Until now Gearpump supports deployment in a secured Yarn cluster and writing to secured HBase, where “secured” means Kerberos enabled. Further security related feature is in progress.

How to launch Gearpump in a secured Yarn cluster

Suppose user gear will launch gearpump on YARN, then the corresponding principal gear should be created in KDC server.

  1. Create Kerberos principal for user gear, on the KDC machine

     sudo kadmin.local

    In the kadmin.local or kadmin shell, create the principal

     kadmin:  addprinc gear/fully.qualified.domain.name@YOUR-REALM.COM

    Remember that user gear must exist on every node of Yarn.

  2. Upload the gearpump-{{SCALA_BINARY_VERSION}}-{{GEARPUMP_VERSION}}.zip to remote HDFS Folder, suggest to put it under /usr/lib/gearpump/gearpump-{{SCALA_BINARY_VERSION}}-{{GEARPUMP_VERSION}}.zip

  3. Create HDFS folder /user/gear/, make sure all read-write rights are granted for user gear

     drwxr-xr-x - gear gear 0 2015-11-27 14:03 /user/gear
  4. Put the YARN configurations under classpath. Before calling yarnclient launch, make sure you have put all yarn configuration files under classpath. Typically, you can just copy all files under $HADOOP_HOME/etc/hadoop from one of the YARN cluster machine to conf/yarnconf of gearpump. $HADOOP_HOME points to the Hadoop installation directory.
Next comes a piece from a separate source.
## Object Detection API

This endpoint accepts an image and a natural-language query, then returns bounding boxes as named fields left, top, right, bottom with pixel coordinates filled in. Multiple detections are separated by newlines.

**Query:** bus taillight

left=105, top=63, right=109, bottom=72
  5. Get Kerberos credentials to submit the job:

     kinit gearpump/fully.qualified.domain.name@YOUR-REALM.COM

    Here you can login with keytab or password. Please refer Kerberos's document for details.

     yarnclient launch -package /usr/lib/gearpump/gearpump-{{SCALA_BINARY_VERSION}}-{{GEARPUMP_VERSION}}.zip

How to write to secured HBase

When the remote HBase is security enabled, a kerberos keytab and the corresponding principal name need to be provided for the gearpump-hbase connector. Specifically, the UserConfig object passed into the HBaseSink should contain {("gearpump.keytab.file", "\\$keytab"), ("gearpump.kerberos.principal", "\\$principal")}. example code of writing to secured HBase:

val principal = "gearpump/fully.qualified.domain.name@YOUR-REALM.COM"
val keytabContent = Files.toByteArray(new File("path_to_keytab_file"))
val appConfig = UserConfig.empty
      .withString("gearpump.kerberos.principal", principal)
      .withBytes("gearpump.keytab.file", keytabContent)
val sink = new HBaseSink(appConfig, "$tableName")
val sinkProcessor = DataSinkProcessor(sink, "$sinkNum")
val split = Processor[Split]("$splitNum")
val computation = split ~> sinkProcessor
val application = StreamApplication("HBase", Graph(computation), UserConfig.empty)

Note here the keytab file set into config should be a byte array.

Future Plan

More external components support

  1. HDFS
  2. Kafka


Since Gearpump’s Master-Worker structure is similar to HDFS’s NameNode-DataNode and Yarn’s ResourceManager-NodeManager, we may follow the way they use.

  1. User creates kerberos principal and keytab for Gearpump.
  2. Deploy the keytab files to all the cluster nodes.
  3. Configure Gearpump’s conf file, specify kerberos principal and local keytab file location.
  4. Start Master and Worker.

Every application has a submitter/user. We will separate the application from different users, like different log folders for different applications. Only authenticated users can submit the application to Gearpump's Master.


Hopefully more on this soon